左手に展開した《ボルテックソード》を収納して、《SSΩ》に左手も添え、大きく後ろに構え、狙いを定める。

 

「はぁぁぁぁあああっ!!」

 

そして、魂魄さんが瞬時加速で突っ込んでくる。

 

「来やがれ、来やがれ……………………」

 

俺はそう呟きながら、魂魄さんを十分に引き付ける。そして、かなり近づいてきた瞬間…………!

 

「うおりゃあ!《斬撃波》!」

 

《SSΩ》を思い切り振った。

 

「きゃあっ!?」

 

思い切り振るったことで起こった衝撃波で、魂魄さんが殴られたかのように吹っ飛ばされる。

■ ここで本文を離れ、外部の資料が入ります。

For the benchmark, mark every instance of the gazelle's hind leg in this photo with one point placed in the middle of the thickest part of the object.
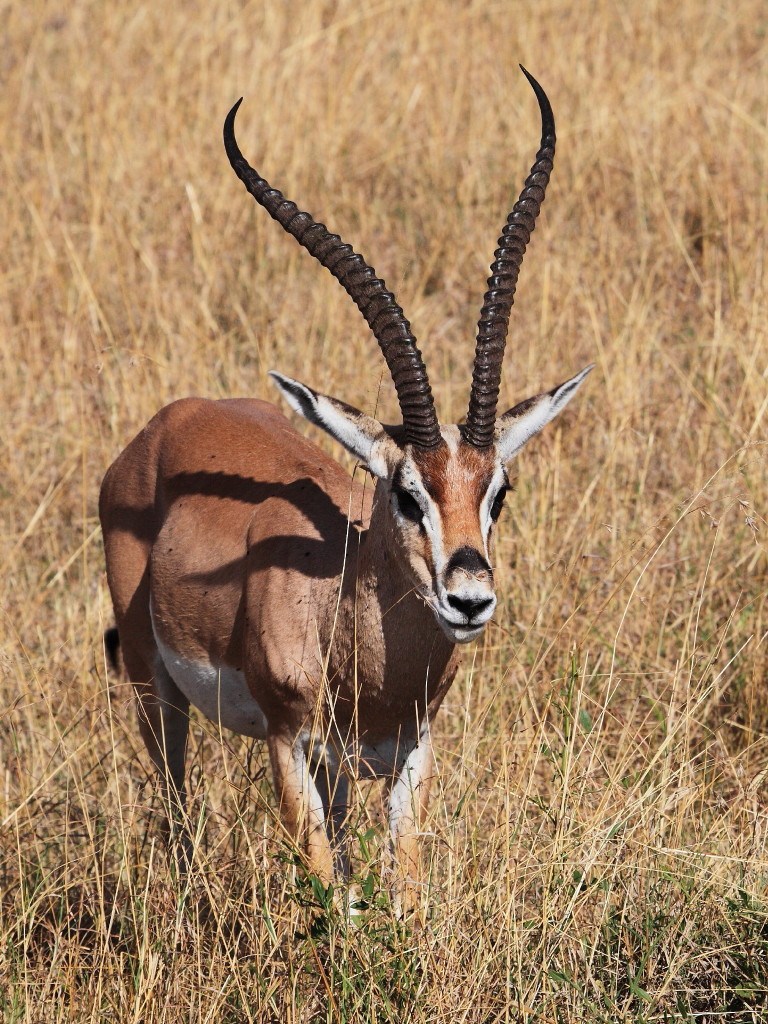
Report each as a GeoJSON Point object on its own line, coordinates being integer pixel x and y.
{"type": "Point", "coordinates": [164, 724]}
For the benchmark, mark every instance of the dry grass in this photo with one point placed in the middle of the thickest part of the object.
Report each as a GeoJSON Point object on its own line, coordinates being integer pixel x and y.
{"type": "Point", "coordinates": [599, 846]}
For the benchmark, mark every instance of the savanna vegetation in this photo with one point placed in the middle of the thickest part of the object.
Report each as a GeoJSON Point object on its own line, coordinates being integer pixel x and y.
{"type": "Point", "coordinates": [598, 840]}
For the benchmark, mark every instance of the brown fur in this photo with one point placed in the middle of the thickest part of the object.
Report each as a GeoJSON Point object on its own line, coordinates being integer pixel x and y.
{"type": "Point", "coordinates": [239, 529]}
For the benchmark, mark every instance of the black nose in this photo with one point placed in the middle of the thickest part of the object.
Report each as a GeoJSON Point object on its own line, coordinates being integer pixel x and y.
{"type": "Point", "coordinates": [469, 606]}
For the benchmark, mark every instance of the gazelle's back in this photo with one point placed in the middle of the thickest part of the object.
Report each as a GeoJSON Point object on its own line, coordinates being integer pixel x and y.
{"type": "Point", "coordinates": [241, 464]}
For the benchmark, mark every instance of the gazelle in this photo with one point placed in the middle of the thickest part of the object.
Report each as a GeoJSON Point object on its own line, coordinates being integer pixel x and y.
{"type": "Point", "coordinates": [253, 578]}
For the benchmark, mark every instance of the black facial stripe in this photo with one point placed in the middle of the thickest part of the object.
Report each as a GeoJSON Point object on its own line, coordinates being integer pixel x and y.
{"type": "Point", "coordinates": [468, 559]}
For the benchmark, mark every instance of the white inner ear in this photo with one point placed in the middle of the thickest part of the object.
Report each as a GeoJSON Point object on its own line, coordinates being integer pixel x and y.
{"type": "Point", "coordinates": [360, 435]}
{"type": "Point", "coordinates": [515, 429]}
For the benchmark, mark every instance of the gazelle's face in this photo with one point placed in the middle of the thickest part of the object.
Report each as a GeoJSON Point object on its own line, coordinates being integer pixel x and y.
{"type": "Point", "coordinates": [444, 503]}
{"type": "Point", "coordinates": [443, 500]}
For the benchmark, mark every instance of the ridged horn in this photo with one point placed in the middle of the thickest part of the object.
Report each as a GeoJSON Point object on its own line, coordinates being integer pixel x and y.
{"type": "Point", "coordinates": [376, 302]}
{"type": "Point", "coordinates": [497, 303]}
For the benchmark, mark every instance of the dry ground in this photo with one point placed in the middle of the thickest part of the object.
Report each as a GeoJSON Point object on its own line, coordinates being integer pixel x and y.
{"type": "Point", "coordinates": [599, 847]}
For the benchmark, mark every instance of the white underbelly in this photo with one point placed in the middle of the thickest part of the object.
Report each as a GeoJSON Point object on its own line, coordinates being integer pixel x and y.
{"type": "Point", "coordinates": [218, 691]}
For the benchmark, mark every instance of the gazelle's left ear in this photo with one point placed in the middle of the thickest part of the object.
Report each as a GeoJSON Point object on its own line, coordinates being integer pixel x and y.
{"type": "Point", "coordinates": [361, 435]}
{"type": "Point", "coordinates": [527, 418]}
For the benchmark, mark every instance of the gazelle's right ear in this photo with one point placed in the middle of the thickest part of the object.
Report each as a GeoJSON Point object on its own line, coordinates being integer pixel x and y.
{"type": "Point", "coordinates": [527, 418]}
{"type": "Point", "coordinates": [361, 435]}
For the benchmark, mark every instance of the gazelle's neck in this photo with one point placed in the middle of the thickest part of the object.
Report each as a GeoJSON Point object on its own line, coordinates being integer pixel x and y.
{"type": "Point", "coordinates": [398, 670]}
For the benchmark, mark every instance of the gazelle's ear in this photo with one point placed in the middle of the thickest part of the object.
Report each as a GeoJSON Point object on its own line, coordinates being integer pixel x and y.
{"type": "Point", "coordinates": [527, 418]}
{"type": "Point", "coordinates": [361, 435]}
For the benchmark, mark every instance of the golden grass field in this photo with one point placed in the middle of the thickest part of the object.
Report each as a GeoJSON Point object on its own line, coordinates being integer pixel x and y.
{"type": "Point", "coordinates": [598, 840]}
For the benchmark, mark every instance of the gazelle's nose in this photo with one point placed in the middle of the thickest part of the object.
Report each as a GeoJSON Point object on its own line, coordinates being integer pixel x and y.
{"type": "Point", "coordinates": [470, 606]}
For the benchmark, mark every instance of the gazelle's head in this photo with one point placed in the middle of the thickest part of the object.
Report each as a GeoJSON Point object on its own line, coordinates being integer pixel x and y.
{"type": "Point", "coordinates": [444, 486]}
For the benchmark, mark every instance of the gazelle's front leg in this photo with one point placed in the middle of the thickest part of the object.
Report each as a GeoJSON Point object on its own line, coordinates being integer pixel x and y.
{"type": "Point", "coordinates": [409, 799]}
{"type": "Point", "coordinates": [300, 804]}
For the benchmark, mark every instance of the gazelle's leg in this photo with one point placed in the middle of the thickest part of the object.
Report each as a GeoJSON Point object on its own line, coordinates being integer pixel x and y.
{"type": "Point", "coordinates": [333, 787]}
{"type": "Point", "coordinates": [300, 804]}
{"type": "Point", "coordinates": [409, 799]}
{"type": "Point", "coordinates": [164, 724]}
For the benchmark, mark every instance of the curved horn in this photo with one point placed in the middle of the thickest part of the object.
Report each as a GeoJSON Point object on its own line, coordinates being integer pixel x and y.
{"type": "Point", "coordinates": [497, 303]}
{"type": "Point", "coordinates": [378, 305]}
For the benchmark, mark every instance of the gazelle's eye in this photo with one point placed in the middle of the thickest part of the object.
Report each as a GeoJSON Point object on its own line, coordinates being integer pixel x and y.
{"type": "Point", "coordinates": [408, 505]}
{"type": "Point", "coordinates": [496, 508]}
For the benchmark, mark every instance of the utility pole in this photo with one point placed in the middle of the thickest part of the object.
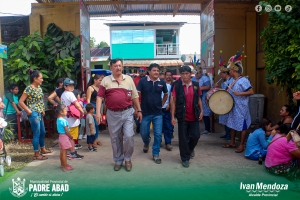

それを見ていた他のパイロット達が、驚いた表情で見ている。

「さあて、終わりだ!」

 

俺は瞬時加速で魂魄さん目掛けて突っ込むと、《SSΩ》で斬りつけ、SEを大幅に減らすと、ブレードの柄で突き飛ばす。

 

「ガハッ…………!」

 

魂魄さんが岩場に叩きつけられた直後、首に《SSΩ》を突きつけた。

 

「くっ……………………こ、降参です」

 

そう言って、魂魄さんは展開していたブレードを収納し、両手を上にあげる。

俺も《SSΩ》を収納すると、手を差し伸べた。

 

「ホラ、手ぇ貸して。引き起こすから」

「えっ……………………」

 

魂魄さんは少しの間、俺の手と自分の手を交互に見ていたが、やがて顔を少し赤くしながら、手を握った。

 

「あ、ありがとうございます」

「いやいや、気にすんなって」

 

そう言っていると、

 

「凄いわねぇ~、刀では結構実力のある、あの妖夢を圧倒するなんて」

「ん?」

 

篠ノ之束よりも若干鮮やかな、桃色のショートヘアぐらいの長さの髪の毛を揺らしながら、ほんわかした感じの女性が近づいてきた。

 

「ゆ、幽々子様!」

「へ?」

 

ゆゆこ?エライ変わった名前だな。

 

「よく頑張ったわね、妖夢」

 

そう言って、その女性は俺の方を向いて言った。

 

「はじめまして~、私は西行寺 幽々子(さいぎょうじ ゆゆこ)、八雲重工のパイロットの1人よ~、よろしくね~」

「あ、どうも、黄昏狂夜です…………」

 

何と無く、布仏さんとキャラが被るな、この人。

 

「ところで狂夜君、お願いがあるのだけど」

「無理です」

「……………………まだ、何も言ってないわよ?」

 

何も聞くことなく拒否すると、西行寺さんは苦笑いしながら言った。

 

「大方、『さっきの技を教えてあげて』とか言うつもりでしょう?」

「……………………ダメ?」

「うん」

「そ、そこを何とか…………ね?」

「……………………冗談ですよ、今度教えますから」

 

そうは言うが、教え方どうすれば良いんだ?

 

俺はそう思いながらレオパルトを解除し、八雲重工のテスト稼働の方を見学しようとしていたのだが……………………

 

 

「織斑先生、大変です!」

 

突如、向こうで山田先生の切迫した声が聞こえ、その後、俺達学園側の専用機持ちに召集がかかった。

 

「こりゃ、波乱の予感だな……………………」

 

旅館へと向かう専用気持ちに合流し、作戦会議のための部屋に向かいながら、俺はそう呟いた。